Harry and Hermione work in the Ministry of Magic.  They get a Time-Turner, a device that can take people back in time when capturing Thedore Nott.  This is an illegal device and hence kept safely in Hermione's office.

Harry and Albus have father-son relationship issues.  In the meanwhile, Cedric Diggory's father meets Harry and asks about the Time Turner since he still can't forget his son, who died in the hands of Voldermort.  He is accompanied by Delphi, his niece.

Albus eavesdrops on the conversation.  He is also charmed by Delphi.

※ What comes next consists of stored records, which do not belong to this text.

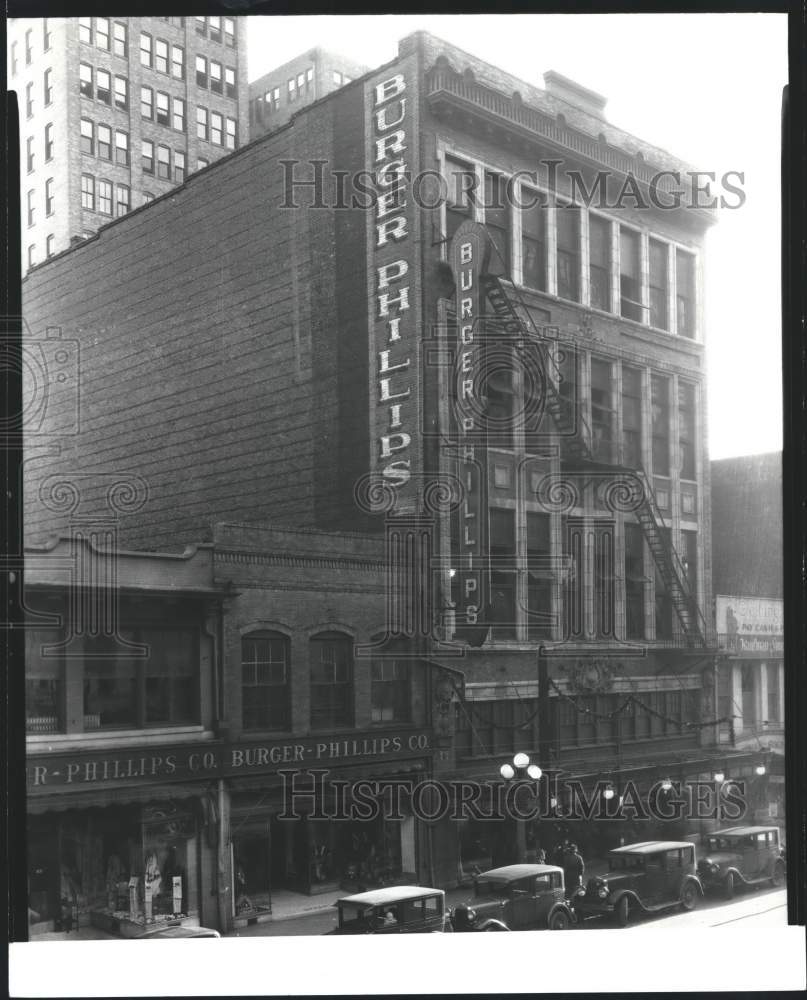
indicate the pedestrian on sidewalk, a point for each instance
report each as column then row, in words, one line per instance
column 573, row 870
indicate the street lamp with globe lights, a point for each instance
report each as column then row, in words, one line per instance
column 522, row 766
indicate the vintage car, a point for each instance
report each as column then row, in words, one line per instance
column 397, row 909
column 515, row 898
column 741, row 855
column 642, row 878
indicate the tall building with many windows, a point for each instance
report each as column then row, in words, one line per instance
column 115, row 111
column 452, row 310
column 275, row 96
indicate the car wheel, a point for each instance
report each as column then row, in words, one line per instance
column 689, row 897
column 728, row 886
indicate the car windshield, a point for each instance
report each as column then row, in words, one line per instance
column 491, row 887
column 354, row 916
column 626, row 862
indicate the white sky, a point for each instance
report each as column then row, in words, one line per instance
column 706, row 87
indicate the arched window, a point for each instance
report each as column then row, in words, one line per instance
column 331, row 680
column 265, row 681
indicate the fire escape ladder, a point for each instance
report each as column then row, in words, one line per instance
column 512, row 313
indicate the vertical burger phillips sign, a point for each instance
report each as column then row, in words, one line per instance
column 394, row 299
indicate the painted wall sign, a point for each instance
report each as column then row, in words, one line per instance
column 467, row 255
column 394, row 306
column 46, row 772
column 750, row 624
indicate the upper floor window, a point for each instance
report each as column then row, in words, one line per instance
column 568, row 253
column 331, row 680
column 88, row 192
column 103, row 84
column 201, row 71
column 685, row 293
column 497, row 221
column 146, row 51
column 146, row 102
column 201, row 123
column 179, row 114
column 390, row 697
column 216, row 128
column 120, row 40
column 630, row 280
column 121, row 93
column 85, row 79
column 87, row 140
column 686, row 428
column 160, row 689
column 659, row 316
column 102, row 33
column 460, row 194
column 178, row 62
column 631, row 417
column 229, row 81
column 161, row 56
column 533, row 239
column 215, row 77
column 265, row 681
column 660, row 420
column 123, row 199
column 230, row 135
column 599, row 256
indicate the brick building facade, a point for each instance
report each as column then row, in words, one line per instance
column 509, row 388
column 115, row 112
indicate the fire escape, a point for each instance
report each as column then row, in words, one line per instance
column 514, row 318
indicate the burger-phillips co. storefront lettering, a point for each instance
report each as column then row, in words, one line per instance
column 210, row 760
column 392, row 306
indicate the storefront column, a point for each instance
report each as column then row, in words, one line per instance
column 762, row 693
column 737, row 697
column 224, row 868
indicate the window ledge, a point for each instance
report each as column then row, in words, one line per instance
column 117, row 738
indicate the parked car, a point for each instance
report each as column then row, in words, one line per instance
column 178, row 931
column 642, row 878
column 742, row 855
column 397, row 909
column 515, row 898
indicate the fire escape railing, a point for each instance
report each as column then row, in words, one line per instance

Albus and Scorprio escape from Hogwarts Express and meet up Delphi, where they hatch a plan to go back and time and bring back Cedric.  Harry begins to have pain in his scar - a sign that Voldermort is active somewhere someway.

Do Albus and Scorpio succeed?   Do Albus and Harry mend fences?  How do Draco and Harry come together for their sons' sake?  Is Voldermort not dead after all?  The rest of the play takes us rapidly through various scenes that unravel this.

The play is fast-paced - I would say, faster than the book.  The scenes shift quickly and the action is non-stop.  Understandable since the play has a time limit!  It is a magical world after all and hence we shouldn't wonder how Time Turners work and go exactly to the desired time.  And the device is not flawless after all.  Of course, we now have grown-up Harry, Ron and Hermione.  Albus and Scorpius take the center-stage.   A good read and a good deal lighter on the violence of the previous books!